Pros• Standard 10GbE port
• Aggressively priced, especially for 10GbE NAS
Cons• Runs older Thecus OS 5
• Firmware still has quirks

Typical Price: $1053  Buy From Amazon

Overview

Updated 5/7/14: Missing component information added

A glance at the NAS Charts shows well over a dozen products with throughput greater than the 125 MB/s possible from a Gigabit LAN connection (due to write cache effects). So it's clear that there are products in need of a 10 Gigabit Ethernet (10GbE) port to allow users to get the most out of them. (Aggregated dual and quad Gigabit Ethernet ports help access higher throughput, but only for multiple-client access.)

Until recently, the cost of 10GbE NICs and switches and their reliance on SFP and Direct Attached Twin Axial Cabling have made 10GbE a pricey option for the few NASes that supported 10GbE. But Intel's $350 X540-T1 NIC that connects to standard RJ45 / CAT6 cabling has brought 10GbE within the reach of small businesses and prosumers that just have to have the highest performance possible from their networked storage.

At around $1300, Thecus' N7710-G is aimed directly at scratching that higher-throughput itch without driving buyers into the poorhouse. It sports a built-in 10GbE port nestled into its single PCI-e slot, plus two aggregatable 1 Gigabit Ethernet ports. It's also available sans the 10GbE port as the N7710.

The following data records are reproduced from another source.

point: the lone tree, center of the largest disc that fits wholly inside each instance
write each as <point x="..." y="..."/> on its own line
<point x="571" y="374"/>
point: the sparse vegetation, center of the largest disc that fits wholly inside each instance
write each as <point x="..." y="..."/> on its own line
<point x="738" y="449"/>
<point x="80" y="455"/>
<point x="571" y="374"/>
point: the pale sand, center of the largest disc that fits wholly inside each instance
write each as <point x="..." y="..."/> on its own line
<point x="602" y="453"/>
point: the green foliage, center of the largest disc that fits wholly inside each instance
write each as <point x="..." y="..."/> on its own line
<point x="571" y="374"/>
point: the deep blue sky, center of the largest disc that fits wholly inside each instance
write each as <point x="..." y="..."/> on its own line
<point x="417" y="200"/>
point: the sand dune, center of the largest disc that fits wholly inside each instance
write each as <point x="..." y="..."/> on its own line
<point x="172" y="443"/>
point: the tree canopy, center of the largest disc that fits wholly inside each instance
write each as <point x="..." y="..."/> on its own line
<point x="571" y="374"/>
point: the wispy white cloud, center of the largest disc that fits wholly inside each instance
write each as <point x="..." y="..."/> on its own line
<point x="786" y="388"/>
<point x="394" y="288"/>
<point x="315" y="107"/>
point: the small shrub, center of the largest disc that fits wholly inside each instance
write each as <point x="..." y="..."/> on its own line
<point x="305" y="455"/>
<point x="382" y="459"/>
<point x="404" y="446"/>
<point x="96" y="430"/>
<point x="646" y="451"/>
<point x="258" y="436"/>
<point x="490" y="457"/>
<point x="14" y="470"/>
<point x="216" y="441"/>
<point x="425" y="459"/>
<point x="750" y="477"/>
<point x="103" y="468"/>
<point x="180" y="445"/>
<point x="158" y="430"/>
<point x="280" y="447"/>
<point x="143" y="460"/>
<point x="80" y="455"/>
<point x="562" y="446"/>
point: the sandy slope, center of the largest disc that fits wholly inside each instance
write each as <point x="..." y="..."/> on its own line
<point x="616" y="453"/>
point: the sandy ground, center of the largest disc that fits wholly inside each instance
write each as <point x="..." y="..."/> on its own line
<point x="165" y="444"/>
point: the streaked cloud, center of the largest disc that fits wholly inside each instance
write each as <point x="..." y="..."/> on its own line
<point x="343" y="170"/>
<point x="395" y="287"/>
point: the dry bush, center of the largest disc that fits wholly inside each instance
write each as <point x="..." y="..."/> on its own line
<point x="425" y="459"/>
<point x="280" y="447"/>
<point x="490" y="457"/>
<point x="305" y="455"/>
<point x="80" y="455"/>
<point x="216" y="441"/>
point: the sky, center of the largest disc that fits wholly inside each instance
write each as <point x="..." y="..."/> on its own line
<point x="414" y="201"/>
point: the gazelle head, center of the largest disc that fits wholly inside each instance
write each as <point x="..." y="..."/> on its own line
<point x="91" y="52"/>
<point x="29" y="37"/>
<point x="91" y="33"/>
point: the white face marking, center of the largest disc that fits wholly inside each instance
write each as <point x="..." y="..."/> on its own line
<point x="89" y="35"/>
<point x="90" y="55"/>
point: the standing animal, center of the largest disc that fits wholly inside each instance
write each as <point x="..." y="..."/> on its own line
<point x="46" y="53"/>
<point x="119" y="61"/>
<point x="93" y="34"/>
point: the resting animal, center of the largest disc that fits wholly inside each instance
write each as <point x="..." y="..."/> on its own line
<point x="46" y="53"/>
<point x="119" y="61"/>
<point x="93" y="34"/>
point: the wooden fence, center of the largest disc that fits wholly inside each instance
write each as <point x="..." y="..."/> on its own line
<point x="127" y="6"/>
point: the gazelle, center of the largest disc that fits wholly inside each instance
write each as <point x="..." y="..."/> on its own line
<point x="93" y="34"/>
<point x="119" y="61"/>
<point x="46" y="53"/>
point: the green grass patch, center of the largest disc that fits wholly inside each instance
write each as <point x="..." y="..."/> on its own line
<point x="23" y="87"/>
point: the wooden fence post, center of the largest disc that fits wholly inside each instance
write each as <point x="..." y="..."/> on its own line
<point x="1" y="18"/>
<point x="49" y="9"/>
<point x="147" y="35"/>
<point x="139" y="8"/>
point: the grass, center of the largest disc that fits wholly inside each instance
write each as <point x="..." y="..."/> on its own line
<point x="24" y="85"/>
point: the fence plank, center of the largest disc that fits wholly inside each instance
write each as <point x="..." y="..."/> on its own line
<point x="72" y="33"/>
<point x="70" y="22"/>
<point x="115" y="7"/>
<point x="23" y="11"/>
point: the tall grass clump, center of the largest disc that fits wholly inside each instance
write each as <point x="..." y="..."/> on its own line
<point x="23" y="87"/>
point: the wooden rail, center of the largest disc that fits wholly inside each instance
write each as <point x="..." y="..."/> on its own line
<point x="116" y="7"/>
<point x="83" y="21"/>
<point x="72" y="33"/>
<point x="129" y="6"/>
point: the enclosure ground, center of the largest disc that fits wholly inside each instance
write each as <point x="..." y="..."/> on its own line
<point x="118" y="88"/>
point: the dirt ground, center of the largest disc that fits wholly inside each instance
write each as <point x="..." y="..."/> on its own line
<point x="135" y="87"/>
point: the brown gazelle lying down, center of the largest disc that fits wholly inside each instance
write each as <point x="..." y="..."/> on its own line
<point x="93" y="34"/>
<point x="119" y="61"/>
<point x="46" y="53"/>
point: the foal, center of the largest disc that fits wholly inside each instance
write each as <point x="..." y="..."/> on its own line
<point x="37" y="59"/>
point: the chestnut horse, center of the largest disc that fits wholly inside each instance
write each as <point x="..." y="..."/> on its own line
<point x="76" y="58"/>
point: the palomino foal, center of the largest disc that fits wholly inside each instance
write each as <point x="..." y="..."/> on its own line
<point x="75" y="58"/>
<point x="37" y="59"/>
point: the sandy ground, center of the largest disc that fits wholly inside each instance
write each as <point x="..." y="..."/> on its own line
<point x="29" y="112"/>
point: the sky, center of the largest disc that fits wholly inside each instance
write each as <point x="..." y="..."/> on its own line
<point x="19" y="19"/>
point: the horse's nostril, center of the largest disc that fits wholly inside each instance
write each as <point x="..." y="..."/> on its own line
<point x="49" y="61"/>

The N7710-G effectively replaces the TopTower N6850 [reviewed] that is currently the entry-level NAS in Thecus' "Large Business-Tower" line, even though the N7710-G is positioned as the top end of Thecus' "SMB-Tower" group. To save cost, the N7710-G swaps the TopTowers' touch-sensitive glass panel for the old-school LCD and button interface found on the other "SMB-Tower" models like the N7700PRO v2 and N7510 [reviewed].

Thecus' seven-bay chassis hasn't changed since we first saw it in the N7700. The front door still has is secured with a push-push latch and no lock. And each of the drives sits in a lockable tray that has light pipes to carry power and activity / error lights forward from the drive backplane. It seems like the drive lights are now better positioned behind the front cover holes, but it could be my imagination...

N7710-G Front panel callouts
N7710-G Front panel callouts

The rear panel view below shows four more USB 2.0 ports for a total of six and there are two USB 3.0 ports, dual aggregatable Gigabit Ethernet ports and both HDMI and VGA ports for monitor attachment. The blank slot at the top of the photo below should show the single RJ45 10GbE port provided by Thecus' C10GT PCIe card. The NIC compatibility list shows other 10GbE NICs from Emulex and Intel that alternatively could be user-installed.

N7710-G rear panel callouts
N7710-G Rear panel callouts

I used four WD Re 3 TB drives provided by WD (WD3000FYYZ-0) for testing. They brought total power consumption with all drives spun up to 76 W. The drives all spun down after the 30 minute idle time so that I could measure 43 W in that mode.

The N7710-G is relatively quiet, considering its power draw. I rated its noise level as medium, coming mostly from the system fan. With all seven drives loaded, I imagine it could move up to medium high.